Michigan’s chestnut crop took a hard hit this year thanks to the unusual spring weather in the Great Lakes region. Photo: Michigan State University

Michigan’s chestnut growers are facing the same problems other fruit growers confront this year.

The early surge of temperatures in March and the inevitable cold weather in April and May curtailed nut production, just as it did for apples and cherries.

“Our yield is about a quarter of last year’s,” said Joyce Ivory, the sales representative of Chestnut Growers Inc. (CGI), Michigan’s only chestnut grower coorperative based in Jackson.

Ivory grows 20 acres of chestnut trees with her husband in Hadley Township near Flint.

“There are huge demands and our supply can’t meet them,” she said.

Based on a report from University of Missouri, Michigan chestnuts rank as one of the sweetest.

According to CGI, Michigan has more than 180 farms growing chestnuts for commercial marketing, which is more than any other state. Most of them are small growers in the southwest corner of the state.

Chestnuts grow naturally in the state and began to be grown as a commercial crop in the 1980s.

CGI offers frozen peeled chestnuts, which extend its sales far past the fresh harvest period.

“This is especially helpful in low-yield years, such as 2012. We’ll be able to provide our customers chestnuts when few others will be able,” Ivory said.

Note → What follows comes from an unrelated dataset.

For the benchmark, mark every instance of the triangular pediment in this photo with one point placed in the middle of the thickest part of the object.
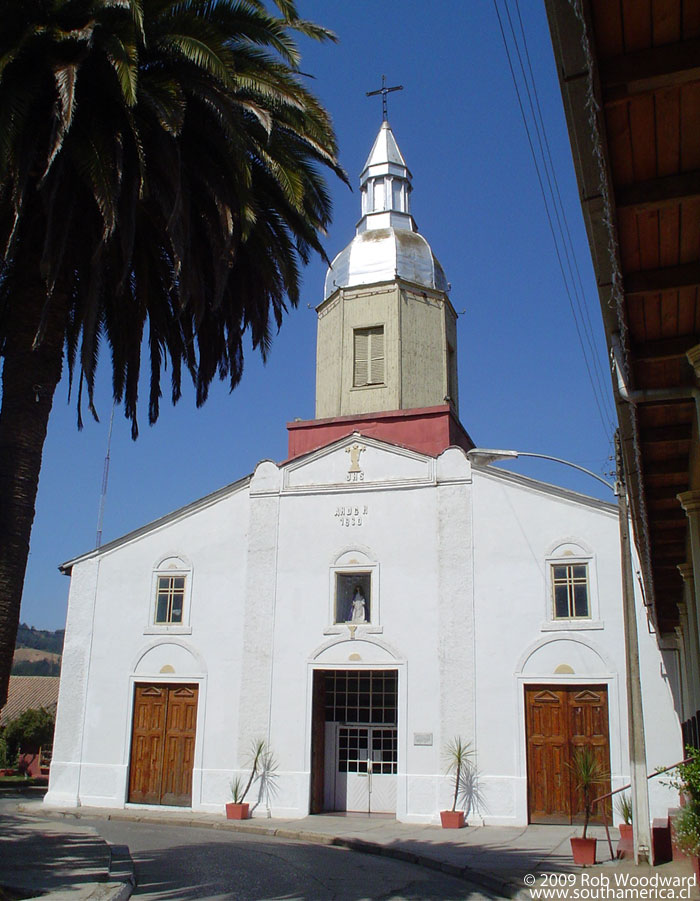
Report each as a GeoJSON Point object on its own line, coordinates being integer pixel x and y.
{"type": "Point", "coordinates": [357, 461]}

To help address this year’s bad yield, growers are also tapping into the value-added side of the market.

“We sell chestnut flour, which is a great alternative to wheat flour for those who have celiac problems. And we also sell chestnut chips to beer brewers to make gluten-free beer,” she said.

In addition, chestnuts are roasting in November and December at farmers markets in Ann Arbor, Detroit and Royal Oak.

Meanwhile, researchers are working to make nuts more commercially successful.

“Most states produce only Chinese chestnuts, but we produce both Chinese and European-types of chestnuts,” said

Michigan farmers grow two types of chestnut – Chinese and European. Photo: Michigan State University

Dennis Fulbright, a professor of plant pathology at Michigan State University.

“We call them French-style hybrids. This cultivar is a cross of Asian and European chestnuts, which we recommend most here in Michigan,” said Erin Lizotte, the integrated pest management educator from MSU Extension based in Cadillac.

Fulbright and his team are researching chestnuts that have characteristics which make them easier to grow and more popular.

“For example, our shorter growing season probably reduces our yields a little, when compared to the warmer states like Ohio and Missouri. So we have the nuts that harvest much earlier without compromising on flavor, which can make the northern growers harvest before the strong wind comes and snow falls,” he said.

Fulbright said researchers are also doing their best to keep insects out.

Both Fulbright and Lizotte expressed confidence in the future of Michigan’s chestnut industry despite this year’s low yield.

“We can help guide new potential growers much better now, and we can provide some of the best chestnuts in the world to our customers,” Fulbright said.

Lizotte said, “Compared to cherries or apples, the chestnut is still a minor crop in our state, but there are more people growing chestnuts and that makes our agriculture more varied.”